Ivan can’t suppress a snort and Aimee’s eyes dart from one to the other. She seems offended I’d even dare intervene in her exchange with Ivan. In my sternum, I feel my Core open up like a lid draws from a lens, stretching its sensors to the hearts around me.

It’s Ivan’s emotions I sense strongest. He’s frustrated, boiling in his own juice. Aimee replays one of their nights together in her mind, when Ivan’s long fingers drew the moisture of lust from the soft flesh between her legs and his manhood slid between her buttocks.

I withdraw swiftly. Those feelings are not for me to sense. I find it a pain that God himself should have full access to my own wet dreams of Damian.

Ivan turns to Aimee, his gaze cold and steady.

“The Abbot says you require Aura’s services.”

“That’s right,” Aimee grins.

“Then I leave her to you. When you’re done, have the Guard return her to our chamber.”

My head snaps to him. I need freedom to move for the slightest chance of making it to Damian at noon. And of gauging time, for that matter.

“You don’t need to treat me like a prisoner, Ivan,” I say in a bell, sweet voice that I barely recognize myself. “I won’t run away, will I?”

He stares at me and I smile. He knows I have him cornered. The entire Order, Aimee included, thinks I was the one who moved heaven and earth for a union with him, so keeping me monitored makes little sense.

“It’s for your own safety,” he mutters.

“Come on, who’s fool enough to harm me? I’m here under the Regent’s protection, aren’t I?”

Ivan’s out of excuses to keep watchmen on my trail. He stares at me with a look of reproach on his face for moments, then turns on his heel and stomps away without another word. It’s not until the library doors echo shut far down the aisle that Aimee speaks again.

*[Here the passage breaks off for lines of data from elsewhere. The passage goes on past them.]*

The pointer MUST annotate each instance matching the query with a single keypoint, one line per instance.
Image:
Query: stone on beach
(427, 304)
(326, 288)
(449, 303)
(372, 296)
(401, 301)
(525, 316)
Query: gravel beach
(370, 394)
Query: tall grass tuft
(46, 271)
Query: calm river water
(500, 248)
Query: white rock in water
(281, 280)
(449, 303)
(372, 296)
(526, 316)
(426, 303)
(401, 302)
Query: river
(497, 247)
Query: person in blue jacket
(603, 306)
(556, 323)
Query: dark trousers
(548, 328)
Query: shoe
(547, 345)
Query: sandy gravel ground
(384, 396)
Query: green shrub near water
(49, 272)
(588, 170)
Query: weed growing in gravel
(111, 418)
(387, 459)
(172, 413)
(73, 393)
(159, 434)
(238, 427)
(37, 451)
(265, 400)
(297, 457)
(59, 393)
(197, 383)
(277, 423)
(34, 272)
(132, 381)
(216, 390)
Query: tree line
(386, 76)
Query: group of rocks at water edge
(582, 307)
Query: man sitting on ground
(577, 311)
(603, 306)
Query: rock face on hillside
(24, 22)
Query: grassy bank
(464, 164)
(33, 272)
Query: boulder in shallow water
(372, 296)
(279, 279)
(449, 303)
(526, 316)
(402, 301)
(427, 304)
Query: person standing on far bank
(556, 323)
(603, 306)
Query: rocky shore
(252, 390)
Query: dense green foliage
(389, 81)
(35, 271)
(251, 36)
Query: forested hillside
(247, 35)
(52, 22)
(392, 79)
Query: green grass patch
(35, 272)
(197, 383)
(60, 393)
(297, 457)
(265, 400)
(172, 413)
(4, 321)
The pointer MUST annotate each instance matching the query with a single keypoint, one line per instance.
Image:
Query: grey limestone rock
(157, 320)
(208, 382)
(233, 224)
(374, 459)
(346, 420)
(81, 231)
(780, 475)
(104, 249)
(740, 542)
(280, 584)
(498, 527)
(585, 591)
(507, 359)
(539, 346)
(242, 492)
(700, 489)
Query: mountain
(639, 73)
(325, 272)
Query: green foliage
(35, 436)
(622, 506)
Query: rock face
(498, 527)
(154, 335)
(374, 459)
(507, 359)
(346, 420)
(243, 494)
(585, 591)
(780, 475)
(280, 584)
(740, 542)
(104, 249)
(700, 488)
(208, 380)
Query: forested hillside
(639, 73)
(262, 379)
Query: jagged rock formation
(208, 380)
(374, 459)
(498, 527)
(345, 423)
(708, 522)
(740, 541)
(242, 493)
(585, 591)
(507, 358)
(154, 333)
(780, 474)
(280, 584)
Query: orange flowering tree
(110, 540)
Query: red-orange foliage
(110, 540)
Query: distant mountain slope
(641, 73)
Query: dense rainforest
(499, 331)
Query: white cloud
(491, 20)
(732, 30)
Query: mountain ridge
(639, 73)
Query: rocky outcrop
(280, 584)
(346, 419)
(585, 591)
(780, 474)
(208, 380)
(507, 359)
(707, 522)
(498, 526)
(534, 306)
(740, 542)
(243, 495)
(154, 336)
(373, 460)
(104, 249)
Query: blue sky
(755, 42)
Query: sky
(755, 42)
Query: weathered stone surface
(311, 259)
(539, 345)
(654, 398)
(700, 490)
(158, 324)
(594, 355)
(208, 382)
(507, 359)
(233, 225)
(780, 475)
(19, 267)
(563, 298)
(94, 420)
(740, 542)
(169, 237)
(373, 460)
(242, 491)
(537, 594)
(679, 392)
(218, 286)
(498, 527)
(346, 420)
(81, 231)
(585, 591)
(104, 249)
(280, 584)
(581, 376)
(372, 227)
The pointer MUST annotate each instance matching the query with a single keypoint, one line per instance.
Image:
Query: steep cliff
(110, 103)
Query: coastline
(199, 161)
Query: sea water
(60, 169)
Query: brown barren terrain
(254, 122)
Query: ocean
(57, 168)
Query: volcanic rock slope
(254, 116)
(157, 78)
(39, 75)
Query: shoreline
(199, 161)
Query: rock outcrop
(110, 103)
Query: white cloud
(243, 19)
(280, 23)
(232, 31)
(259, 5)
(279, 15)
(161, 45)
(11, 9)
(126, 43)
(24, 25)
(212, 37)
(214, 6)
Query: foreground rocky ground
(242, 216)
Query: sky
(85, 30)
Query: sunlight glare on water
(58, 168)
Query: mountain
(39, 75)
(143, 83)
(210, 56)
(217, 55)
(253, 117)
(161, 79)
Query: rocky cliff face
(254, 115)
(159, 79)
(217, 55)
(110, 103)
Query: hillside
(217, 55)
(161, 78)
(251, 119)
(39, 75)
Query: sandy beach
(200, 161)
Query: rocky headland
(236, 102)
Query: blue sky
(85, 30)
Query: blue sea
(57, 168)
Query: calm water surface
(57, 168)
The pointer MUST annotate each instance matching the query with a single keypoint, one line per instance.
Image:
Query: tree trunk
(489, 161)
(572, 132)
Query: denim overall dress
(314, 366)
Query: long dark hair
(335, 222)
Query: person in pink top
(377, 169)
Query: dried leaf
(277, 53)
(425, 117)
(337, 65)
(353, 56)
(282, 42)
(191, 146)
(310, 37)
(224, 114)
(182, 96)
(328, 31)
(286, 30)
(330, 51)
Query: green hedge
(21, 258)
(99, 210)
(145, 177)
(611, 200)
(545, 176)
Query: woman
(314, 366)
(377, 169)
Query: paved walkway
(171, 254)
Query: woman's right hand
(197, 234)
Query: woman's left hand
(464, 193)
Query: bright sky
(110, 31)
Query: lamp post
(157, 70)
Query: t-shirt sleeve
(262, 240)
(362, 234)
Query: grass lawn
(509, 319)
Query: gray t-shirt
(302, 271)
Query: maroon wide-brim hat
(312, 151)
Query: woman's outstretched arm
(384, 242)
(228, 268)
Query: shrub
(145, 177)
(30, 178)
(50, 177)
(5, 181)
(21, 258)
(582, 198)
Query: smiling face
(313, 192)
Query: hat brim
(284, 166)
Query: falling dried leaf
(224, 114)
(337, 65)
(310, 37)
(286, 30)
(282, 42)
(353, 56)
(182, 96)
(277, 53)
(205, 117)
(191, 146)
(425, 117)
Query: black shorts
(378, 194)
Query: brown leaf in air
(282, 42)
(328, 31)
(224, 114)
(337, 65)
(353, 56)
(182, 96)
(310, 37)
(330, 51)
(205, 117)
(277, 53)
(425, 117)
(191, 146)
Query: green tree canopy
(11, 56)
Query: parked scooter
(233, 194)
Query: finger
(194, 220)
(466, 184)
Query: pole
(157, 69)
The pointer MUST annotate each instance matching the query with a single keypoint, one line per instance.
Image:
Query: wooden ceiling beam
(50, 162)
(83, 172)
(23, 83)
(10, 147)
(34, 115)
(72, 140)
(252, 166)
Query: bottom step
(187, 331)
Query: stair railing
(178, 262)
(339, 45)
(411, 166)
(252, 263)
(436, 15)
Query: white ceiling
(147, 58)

“Congratulations on your union, Queen of Hearts. I’m sure Ivan makes a great mate.”

I face her, chin up. I sensed Ivan certain she has information on Dolores. I give his crazy theory a go and try to get it out of her. For that, I need to break into her own, intimate secrets.

“You should know.”

Aimee arches an eyebrow and a smile draws her lips. She’s surprised, yet not offended.

“He told you?”

“I sensed it in his memories, when we came to your place, close to Ambert.”

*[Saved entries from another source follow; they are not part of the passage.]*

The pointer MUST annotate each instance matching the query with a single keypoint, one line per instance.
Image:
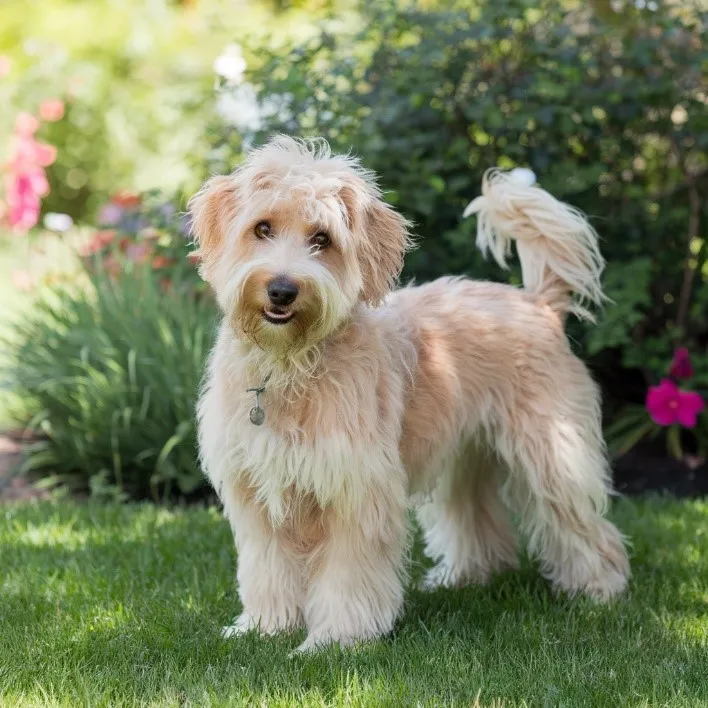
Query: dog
(333, 401)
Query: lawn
(122, 605)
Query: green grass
(109, 605)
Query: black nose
(282, 291)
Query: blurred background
(116, 110)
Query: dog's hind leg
(466, 527)
(559, 485)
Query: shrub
(607, 106)
(108, 375)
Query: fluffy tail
(557, 247)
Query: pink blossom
(681, 367)
(51, 110)
(667, 404)
(26, 180)
(138, 252)
(23, 203)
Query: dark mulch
(644, 470)
(648, 469)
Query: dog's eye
(263, 229)
(320, 240)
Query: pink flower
(681, 367)
(51, 110)
(23, 202)
(667, 404)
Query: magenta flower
(668, 404)
(681, 367)
(23, 203)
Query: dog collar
(257, 414)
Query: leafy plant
(586, 95)
(108, 376)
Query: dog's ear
(212, 209)
(382, 249)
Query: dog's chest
(275, 460)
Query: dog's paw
(605, 589)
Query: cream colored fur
(462, 395)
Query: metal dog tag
(257, 415)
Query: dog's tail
(558, 248)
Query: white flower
(57, 222)
(230, 64)
(523, 176)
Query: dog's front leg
(356, 586)
(270, 576)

Aimee turns to the shelves behind the desk, letting her fingers brush over a row of scrolls. The parchment looks lustrous and I can tell it’s blank, so the scrolls are new. A cart bursting of them still stands on rickety wheels by Aimee’s royal-looking chair. My skin crawls at the thought of Damian peeling demiangels’ skin to make those things. I bite hard into my lower lip, casting the image to the back of my mind and trying to keep focus on the situation at hand.

“He took you there?” Aimee inquires, picking a scroll. It’s marked with carved wooden cylinders at each end.

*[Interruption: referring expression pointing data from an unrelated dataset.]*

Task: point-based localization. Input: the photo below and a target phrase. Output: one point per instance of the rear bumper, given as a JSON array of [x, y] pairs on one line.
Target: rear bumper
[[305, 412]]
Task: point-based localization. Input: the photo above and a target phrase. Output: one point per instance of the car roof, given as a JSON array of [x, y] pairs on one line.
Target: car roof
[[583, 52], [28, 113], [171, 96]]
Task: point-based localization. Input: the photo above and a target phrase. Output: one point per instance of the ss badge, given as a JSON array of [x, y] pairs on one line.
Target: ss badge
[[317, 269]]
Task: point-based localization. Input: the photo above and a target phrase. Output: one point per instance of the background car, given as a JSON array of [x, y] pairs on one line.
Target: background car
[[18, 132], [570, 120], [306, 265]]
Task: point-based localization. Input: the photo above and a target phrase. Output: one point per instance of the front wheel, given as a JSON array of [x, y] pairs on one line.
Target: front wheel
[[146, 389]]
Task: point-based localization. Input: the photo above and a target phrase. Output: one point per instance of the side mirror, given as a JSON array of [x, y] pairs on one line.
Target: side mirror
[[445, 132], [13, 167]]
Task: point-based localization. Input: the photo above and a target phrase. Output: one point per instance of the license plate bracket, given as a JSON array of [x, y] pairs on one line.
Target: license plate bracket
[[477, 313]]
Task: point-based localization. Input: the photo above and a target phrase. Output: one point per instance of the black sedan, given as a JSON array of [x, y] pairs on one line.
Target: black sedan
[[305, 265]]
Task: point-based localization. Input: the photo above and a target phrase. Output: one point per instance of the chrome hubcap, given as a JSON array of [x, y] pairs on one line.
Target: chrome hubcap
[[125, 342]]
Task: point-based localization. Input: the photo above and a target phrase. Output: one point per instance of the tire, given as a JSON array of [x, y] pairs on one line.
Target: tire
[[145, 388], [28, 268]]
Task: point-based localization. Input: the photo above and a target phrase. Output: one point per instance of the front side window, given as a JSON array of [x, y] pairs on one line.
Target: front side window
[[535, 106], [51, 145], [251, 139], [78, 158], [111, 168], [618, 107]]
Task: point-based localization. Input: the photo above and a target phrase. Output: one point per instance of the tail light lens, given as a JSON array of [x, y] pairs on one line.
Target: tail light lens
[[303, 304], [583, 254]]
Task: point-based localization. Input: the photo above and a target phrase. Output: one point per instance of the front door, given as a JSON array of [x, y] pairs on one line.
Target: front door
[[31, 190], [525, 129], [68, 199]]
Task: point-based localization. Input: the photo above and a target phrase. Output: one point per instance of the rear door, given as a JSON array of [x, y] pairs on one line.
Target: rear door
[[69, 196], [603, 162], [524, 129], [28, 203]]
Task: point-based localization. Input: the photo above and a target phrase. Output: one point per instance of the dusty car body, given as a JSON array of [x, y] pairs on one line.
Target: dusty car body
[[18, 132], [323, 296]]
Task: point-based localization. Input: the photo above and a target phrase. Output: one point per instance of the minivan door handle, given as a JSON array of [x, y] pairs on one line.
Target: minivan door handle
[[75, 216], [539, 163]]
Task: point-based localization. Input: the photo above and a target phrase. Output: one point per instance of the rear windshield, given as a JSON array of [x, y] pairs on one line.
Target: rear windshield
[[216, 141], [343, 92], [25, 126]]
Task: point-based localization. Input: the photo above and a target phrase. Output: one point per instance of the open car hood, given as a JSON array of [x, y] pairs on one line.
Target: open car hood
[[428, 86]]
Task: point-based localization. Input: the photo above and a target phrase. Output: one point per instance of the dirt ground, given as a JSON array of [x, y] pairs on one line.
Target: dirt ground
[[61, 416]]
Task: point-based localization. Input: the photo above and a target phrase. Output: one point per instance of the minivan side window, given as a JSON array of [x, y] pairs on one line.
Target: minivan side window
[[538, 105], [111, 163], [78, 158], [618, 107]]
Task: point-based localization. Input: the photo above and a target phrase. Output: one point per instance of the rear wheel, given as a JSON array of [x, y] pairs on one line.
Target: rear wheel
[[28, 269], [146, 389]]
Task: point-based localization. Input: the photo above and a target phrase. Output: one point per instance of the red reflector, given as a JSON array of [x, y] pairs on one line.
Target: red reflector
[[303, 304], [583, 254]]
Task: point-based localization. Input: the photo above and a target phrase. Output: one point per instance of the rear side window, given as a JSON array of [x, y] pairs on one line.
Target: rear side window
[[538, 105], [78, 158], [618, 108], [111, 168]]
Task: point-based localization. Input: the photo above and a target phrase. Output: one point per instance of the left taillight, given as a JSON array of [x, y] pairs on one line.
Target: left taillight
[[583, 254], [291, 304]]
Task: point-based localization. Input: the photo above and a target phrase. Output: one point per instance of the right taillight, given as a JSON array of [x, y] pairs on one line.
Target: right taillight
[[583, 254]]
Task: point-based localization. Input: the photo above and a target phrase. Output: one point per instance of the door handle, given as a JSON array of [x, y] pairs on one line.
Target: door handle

“Upon my insistences. I’ve been having visions about the cathedral in Puy-en-Velay and,” I pause here, searching for the right words. No, not yet, “some other things. I knew Ivan’s family had lived in France for a while and I had a feeling he could help me.”

I keep my eyes fixed on Aimee. If she’s the Keeper, as Ivan referred to her, then my words should ring a bell, if not trigger alarm in her. I can’t see her face, so I probe her feelings. She’s tense, very tense. I’m surprised, I wouldn’t have guessed by her attitude.

“You know, Aurelia,” she says, her voice calm, “I may call Aurelia, right?”

I shrug.

“It’s my name.”

“Yes, but it’s custom within the Order to address members by their Cores. By their true identity. Names we use among friends,” she grins here, looking me in the face again, “You and I will be spending some time together from now on, and being friends will make our job easier.”

I suppress a snort. Friends. As if she has the faintest idea what the word means.

Aimee unrolls the parchment and paces to the desk.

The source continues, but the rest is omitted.